One of the posts that I had planned on writing was about spectating the NYC Marathon. Helly, of Helly on the Run, ran this marathon and had the race of her life. I’m so proud of her and her accomplishment. Ben and I were out cheering for our friends with our club. We made race signs poking fun at Trump. They seemed funny then. They don’t anymore. I can’t even look at them anymore. I can’t bear to post up photos of those signs.

The following Monday was the monthly PPTC meeting. I actually have to plan and work hard to get out of work early to make it to the meeting because I normally stay at work until 8 pm (and now it’s the time of year, where I stay until 9 pm). I left early, but there were several  car accidents along the way (I counted six, but I may have missed a couple), so getting back to Brooklyn took over two hours. Ben thought perhaps we shouldn’t go to the meeting because we were going to  be late, but I insisted. I wanted to hear what our friends had to say about their NYC Marathon experience.

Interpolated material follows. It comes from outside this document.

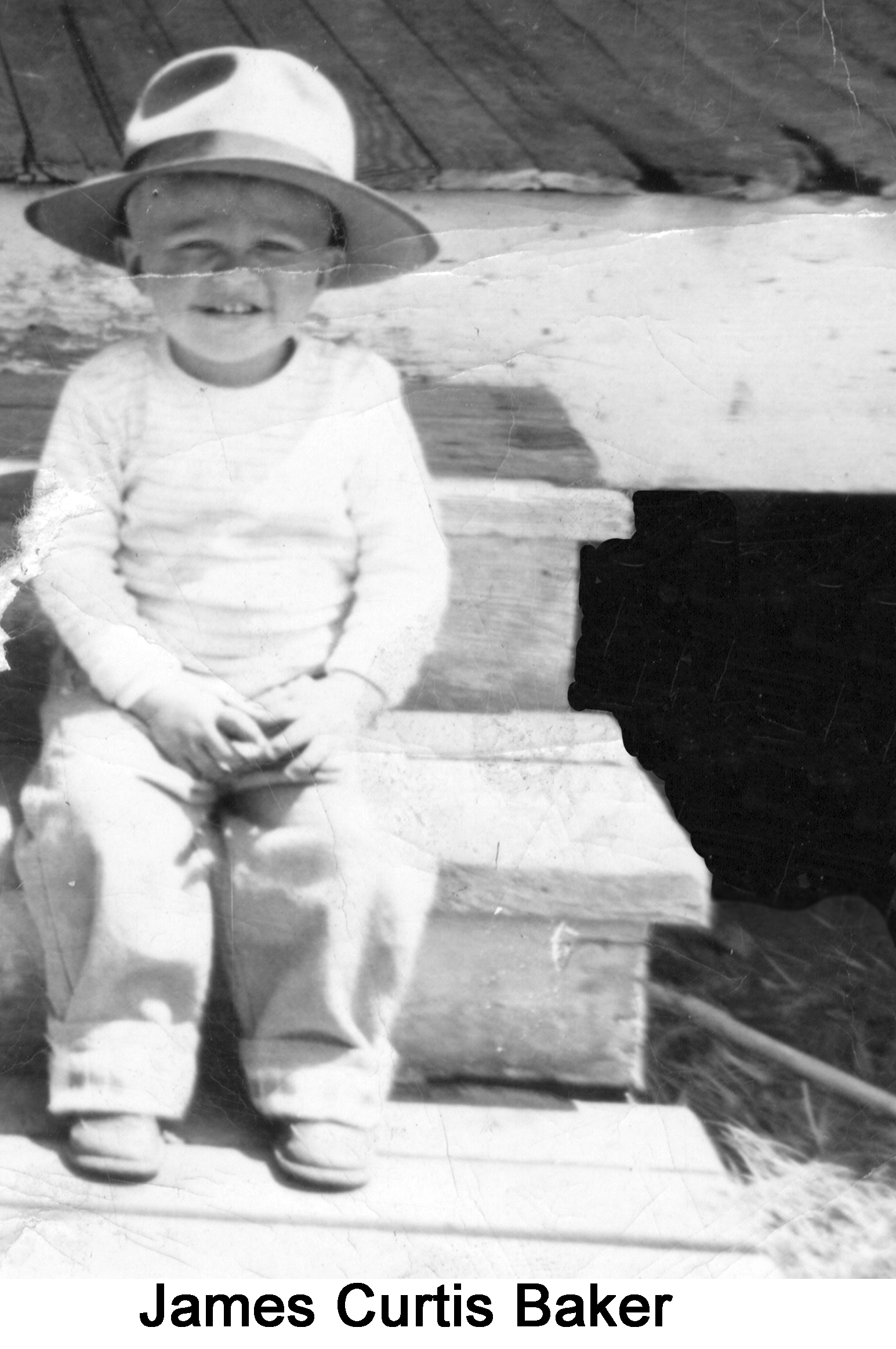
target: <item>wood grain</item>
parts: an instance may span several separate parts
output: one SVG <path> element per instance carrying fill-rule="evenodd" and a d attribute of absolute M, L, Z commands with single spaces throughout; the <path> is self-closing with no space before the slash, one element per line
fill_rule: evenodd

I’m so glad that we went. As people stood up to talk about their day, almost everyone teared up as they talked about how much love they felt from everyone out on the course (including PPTC’s own East Coast Appetite). All the cheers and support from spectators and from other fellow club members along the course. How during moments of hardships, a club member would suddenly appear to urge them on. How they never felt alone. The standing ovation that they came to when they showed up at the school that our club rented for the post-race get-together. I’m not the sentimental sort, but my eyes got moist and my heart swelled with all the FEELZ because in that room, in that moment, the love was real and palpable.

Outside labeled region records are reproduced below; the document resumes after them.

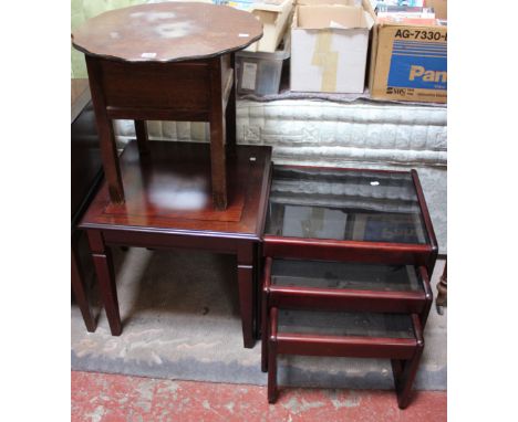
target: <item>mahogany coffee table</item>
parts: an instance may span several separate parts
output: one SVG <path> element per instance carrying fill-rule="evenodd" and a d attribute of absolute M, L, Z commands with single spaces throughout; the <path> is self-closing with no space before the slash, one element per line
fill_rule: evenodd
<path fill-rule="evenodd" d="M 146 119 L 209 122 L 214 205 L 227 208 L 227 152 L 236 148 L 234 52 L 261 36 L 261 23 L 248 12 L 184 2 L 108 11 L 74 31 L 72 43 L 86 55 L 112 202 L 125 200 L 112 119 L 135 120 L 142 155 L 148 152 Z"/>
<path fill-rule="evenodd" d="M 228 167 L 231 200 L 225 211 L 213 208 L 206 145 L 151 141 L 147 148 L 142 157 L 133 140 L 120 157 L 126 201 L 111 202 L 104 182 L 80 223 L 89 236 L 112 335 L 121 335 L 122 324 L 110 246 L 187 247 L 237 255 L 244 342 L 253 347 L 258 244 L 266 220 L 271 148 L 237 147 Z"/>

I never want to forget this. Remember the love. Live in love.

18 thoughts on “Post-NYC Marathon

    • Yeah, I don’t know how anyone could have enjoyed the marathon after the election. Someone wondered aloud if this was going to be the last happy weekend in a long while and we all shushed that person because we didn’t want to think about “what if.” That what if happened.

    • I’m starting to think about how I can personally take on an activist role. I’m not comfortable with ideology and values that are being put forth and I don’t want to passively stand by and watch these things take over. It’s my America too. My values need to be reflected.

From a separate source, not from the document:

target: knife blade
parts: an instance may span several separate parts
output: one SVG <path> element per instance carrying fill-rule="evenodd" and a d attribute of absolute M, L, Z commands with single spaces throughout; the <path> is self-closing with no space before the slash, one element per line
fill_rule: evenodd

      • I couldn’t agree more. I think that this election has opened our eyes to the things that the other half the country believes in. It has made us realize that we need to take a more active role in order to avoid these kinds of situations. Good luck to us all on our next steps. 🙂

  1. I’m so there with you. I will say that it is comforting to read posts like this where I can feel good knowing that I am not alone. It is a bit surreal, and I fear when it will truly sink in. Hang in there. There’s always running and likeminded friends.

    • I was seriously traumatized by the results. I went into physical shock the next day. I texted Ben to tell him how cold I was and how much I was shaking (it took a long time to type because I kept making typos). As you say, there’s always running and likeminded friends to bolster our spirits.

  2. Great post Lil. I enjoyed holding “grab the PR by the kitty” right next to PPTCat; though I was a little shy hahaha! The political signs you made were so wonderfully cheeky. Things feel different now status post election, but don’t lose your playful spirit.

    • Let’s hope I don’t get thrown into a gulag for making fun of our president elect. There are countries out there where citizens are not allowed to say anything disparaging about their leaders. Now more than ever, 1st amendment rights are important for a democratic society.

  3. I feel you on this. I had a post in the works about this race I did and now I don’t even want to finish it, because it seems so inconsequential. But it’s also important to remember to find love and joy in things as well. I know it sounds trite but for those of us who are devastated by what’s happening, it’s also what will help us stay strong and able to keep doing the right thing.

    • We can be social justice warriors and still enjoy the small every day delights. Compassion fatigue and emotional burnout are prevalent in my line of work and my colleagues often remind us to take care of ourselves. We’re in it for the long haul and exhausting ourselves for the short term gain does not do as much good as slow steady progress.

  4. I was in absolute shock when I saw where the election was going and didn’t stay up past 10PM to watch more as I was hoping that things could and would turn around. Sadly, they did not. I hope this is one of those surreal events that despite how wrong it is, ends up bringing the masses together for better. You’re also welcome to visit me and Kobi way up north far far away from pretty much everything if you need a break. I find I forget about politics when I’m worried about being chased by wolves. Bring Bandit too. Just remember you can’t get cronuts here, but we do have a Tim Hortons and a really good health food store. I’m just kidding about the wolves – sort of.

    • I heard that being chased by bears also is good for forgetting about politics. I fell asleep that night hoping for a repeat of hanging chads or something like that to give me a glimmer of hope. I woke up and nope, still in the nightmare.